Sinéad Gleeson (NB the Book Show returns to RTE Radio One on 16th January) talked about masculine ideas and images of adventure, written and reinforced by men. A vast ocean, an empty desert … But adventure is not something you have to cross continents for. You can have it walking the streets of a strange city, or night-swimming, or kissing someone you shouldn’t kiss. She was very funny about a minor gambling habit she’d had as a child, a penchant for winning raffles, a lucky streak that lasted about two years. She spoke with affection about small coloured squares of paper with numbers on them, strange and unpredictable winnings. Then it wasn’t funny any more when she talked about the luck of the reproductive rights draw, the things that could go wrong, the situations women find themselves in. She said we need a new part of the story, a part where we have the remedy we need, and it needs to be free, safe and legal. (My informal assessment is that this got the biggest cheer of the night.)
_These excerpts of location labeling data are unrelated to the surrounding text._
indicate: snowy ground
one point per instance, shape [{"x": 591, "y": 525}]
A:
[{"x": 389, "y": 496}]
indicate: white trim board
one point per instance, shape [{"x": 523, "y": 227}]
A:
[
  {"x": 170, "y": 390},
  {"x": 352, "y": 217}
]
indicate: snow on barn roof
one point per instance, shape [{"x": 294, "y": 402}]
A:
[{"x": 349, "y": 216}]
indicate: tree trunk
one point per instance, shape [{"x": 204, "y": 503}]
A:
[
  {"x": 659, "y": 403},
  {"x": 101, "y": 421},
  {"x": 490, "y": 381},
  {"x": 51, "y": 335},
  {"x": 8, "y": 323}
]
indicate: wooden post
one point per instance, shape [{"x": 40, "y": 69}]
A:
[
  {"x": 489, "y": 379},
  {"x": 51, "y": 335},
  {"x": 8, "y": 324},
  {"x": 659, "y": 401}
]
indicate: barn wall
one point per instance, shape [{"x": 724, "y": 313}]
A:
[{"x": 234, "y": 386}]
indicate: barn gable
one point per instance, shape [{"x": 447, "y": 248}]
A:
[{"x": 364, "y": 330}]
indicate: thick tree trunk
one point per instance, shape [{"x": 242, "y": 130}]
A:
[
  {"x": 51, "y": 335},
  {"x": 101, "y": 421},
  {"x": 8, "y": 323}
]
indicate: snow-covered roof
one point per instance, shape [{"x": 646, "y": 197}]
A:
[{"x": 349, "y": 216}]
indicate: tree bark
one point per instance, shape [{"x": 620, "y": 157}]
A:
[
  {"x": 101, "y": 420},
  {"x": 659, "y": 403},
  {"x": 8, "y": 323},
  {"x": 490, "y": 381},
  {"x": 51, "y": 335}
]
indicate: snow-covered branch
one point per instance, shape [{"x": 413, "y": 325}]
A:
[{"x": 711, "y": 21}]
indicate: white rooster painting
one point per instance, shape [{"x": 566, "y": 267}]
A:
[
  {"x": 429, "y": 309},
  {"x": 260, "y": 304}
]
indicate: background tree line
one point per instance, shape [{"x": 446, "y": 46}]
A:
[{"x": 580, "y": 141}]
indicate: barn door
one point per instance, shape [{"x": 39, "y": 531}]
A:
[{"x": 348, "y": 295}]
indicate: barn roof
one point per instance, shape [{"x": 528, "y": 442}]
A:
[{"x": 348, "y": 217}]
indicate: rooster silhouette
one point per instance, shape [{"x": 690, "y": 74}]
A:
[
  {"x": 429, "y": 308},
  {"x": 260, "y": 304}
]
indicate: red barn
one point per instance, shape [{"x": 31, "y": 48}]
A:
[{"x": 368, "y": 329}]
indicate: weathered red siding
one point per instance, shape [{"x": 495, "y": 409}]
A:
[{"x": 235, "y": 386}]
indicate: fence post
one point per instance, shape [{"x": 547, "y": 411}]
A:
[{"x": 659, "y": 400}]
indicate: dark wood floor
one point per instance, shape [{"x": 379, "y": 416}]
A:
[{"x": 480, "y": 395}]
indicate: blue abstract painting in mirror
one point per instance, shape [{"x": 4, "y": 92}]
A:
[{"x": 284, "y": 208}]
Michelle Read brought the house down when she said she’d read the brief wrong, that she’d thought that this was meant to be a do for adventurous women. Who doesn’t want to be adventurous, she asked? Along the lines of: would you like a lemon-and-dill pickle scone? Oh why not, I’ll be adventurous. Other, more extreme kinds of adventure, leave her cold, she said. Why on earth would she want to move outside her comfort zone? It’s called a comfort zone because it’s comfortable there. She wants to be in the beanbag at the very heart of the comfort zone, thanks very much. She told a hilarious story about doing a stand-up comic routine in the tunnel club (near the Blackwall Tunnell) full of Millwall supporters.
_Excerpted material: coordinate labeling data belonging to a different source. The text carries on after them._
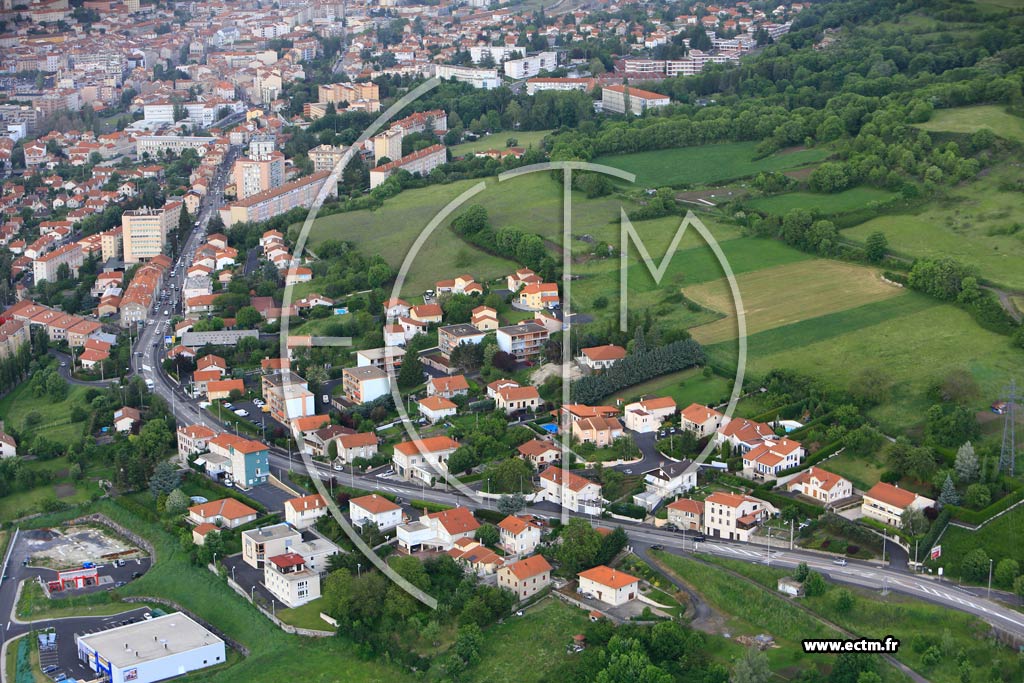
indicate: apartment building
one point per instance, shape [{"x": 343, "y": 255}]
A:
[{"x": 524, "y": 341}]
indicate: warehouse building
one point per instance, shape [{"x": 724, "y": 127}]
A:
[{"x": 151, "y": 650}]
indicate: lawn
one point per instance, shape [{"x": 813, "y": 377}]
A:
[
  {"x": 686, "y": 386},
  {"x": 771, "y": 300},
  {"x": 907, "y": 619},
  {"x": 974, "y": 224},
  {"x": 999, "y": 539},
  {"x": 970, "y": 119},
  {"x": 707, "y": 163},
  {"x": 850, "y": 200},
  {"x": 55, "y": 423},
  {"x": 524, "y": 138},
  {"x": 863, "y": 471},
  {"x": 306, "y": 616},
  {"x": 893, "y": 335},
  {"x": 275, "y": 655},
  {"x": 539, "y": 638}
]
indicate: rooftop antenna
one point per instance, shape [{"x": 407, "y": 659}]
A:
[{"x": 1008, "y": 454}]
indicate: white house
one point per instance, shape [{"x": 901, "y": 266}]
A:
[
  {"x": 436, "y": 409},
  {"x": 304, "y": 511},
  {"x": 437, "y": 530},
  {"x": 820, "y": 484},
  {"x": 611, "y": 587},
  {"x": 519, "y": 536},
  {"x": 573, "y": 492},
  {"x": 375, "y": 510}
]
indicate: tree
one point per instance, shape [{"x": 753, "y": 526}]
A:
[
  {"x": 948, "y": 495},
  {"x": 913, "y": 521},
  {"x": 752, "y": 668},
  {"x": 176, "y": 503},
  {"x": 165, "y": 478},
  {"x": 967, "y": 464},
  {"x": 876, "y": 246},
  {"x": 814, "y": 585},
  {"x": 248, "y": 317},
  {"x": 581, "y": 544},
  {"x": 974, "y": 566},
  {"x": 1007, "y": 571},
  {"x": 978, "y": 496},
  {"x": 487, "y": 535},
  {"x": 510, "y": 505}
]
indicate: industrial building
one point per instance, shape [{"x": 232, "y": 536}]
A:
[{"x": 151, "y": 650}]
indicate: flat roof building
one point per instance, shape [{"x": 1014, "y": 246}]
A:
[{"x": 151, "y": 650}]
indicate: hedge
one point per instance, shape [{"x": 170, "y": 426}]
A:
[{"x": 976, "y": 517}]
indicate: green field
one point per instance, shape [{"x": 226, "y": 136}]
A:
[
  {"x": 864, "y": 472},
  {"x": 906, "y": 619},
  {"x": 973, "y": 224},
  {"x": 850, "y": 200},
  {"x": 999, "y": 539},
  {"x": 539, "y": 637},
  {"x": 970, "y": 119},
  {"x": 707, "y": 164},
  {"x": 524, "y": 138},
  {"x": 893, "y": 335},
  {"x": 687, "y": 386},
  {"x": 55, "y": 424},
  {"x": 771, "y": 299}
]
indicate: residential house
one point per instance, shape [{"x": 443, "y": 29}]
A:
[
  {"x": 601, "y": 357},
  {"x": 540, "y": 453},
  {"x": 303, "y": 512},
  {"x": 437, "y": 530},
  {"x": 700, "y": 420},
  {"x": 574, "y": 493},
  {"x": 420, "y": 459},
  {"x": 597, "y": 430},
  {"x": 887, "y": 503},
  {"x": 733, "y": 516},
  {"x": 375, "y": 510},
  {"x": 611, "y": 587},
  {"x": 821, "y": 485},
  {"x": 226, "y": 512},
  {"x": 435, "y": 409},
  {"x": 646, "y": 416},
  {"x": 525, "y": 578},
  {"x": 448, "y": 387},
  {"x": 288, "y": 579},
  {"x": 519, "y": 536},
  {"x": 686, "y": 514}
]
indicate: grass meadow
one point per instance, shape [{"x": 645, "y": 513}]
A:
[
  {"x": 707, "y": 164},
  {"x": 970, "y": 119},
  {"x": 975, "y": 224}
]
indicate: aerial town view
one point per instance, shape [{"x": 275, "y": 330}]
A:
[{"x": 512, "y": 341}]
Michelle Read talked about not being adventurous – as many of the other speakers had – even as she described walking to a microphone through the gauntlet of a room full of jeering, catcalling and insulting men. But this was a room full of appreciative and admiring people who knew the opposite was true of every single speaker. Every one who stood up to balance on that wonky, unstable soapbox had to use courage to do it, every bit as much as they needed courage to speak out. There was huge applause – cheers and whoops – for each contribution. It was a brilliant, unsettling and enjoyable night. Lisa O’Neill finished with a song inspired by Evelyn Conlon’s latest novel (Not the Same Sky) and then ‘The Divil’. Then we went back outside, into the violent rainstorm we’d completely forgotten about for those few warm hours in the Writers’ Centre.
It seems mean to say that it’s a pity there was no contribution in Irish, especially given that the event was billed with an Irish title, but I can’t not say it. In every other respect, this was a massively successful evening. Book early for next year’s – they sell out fast.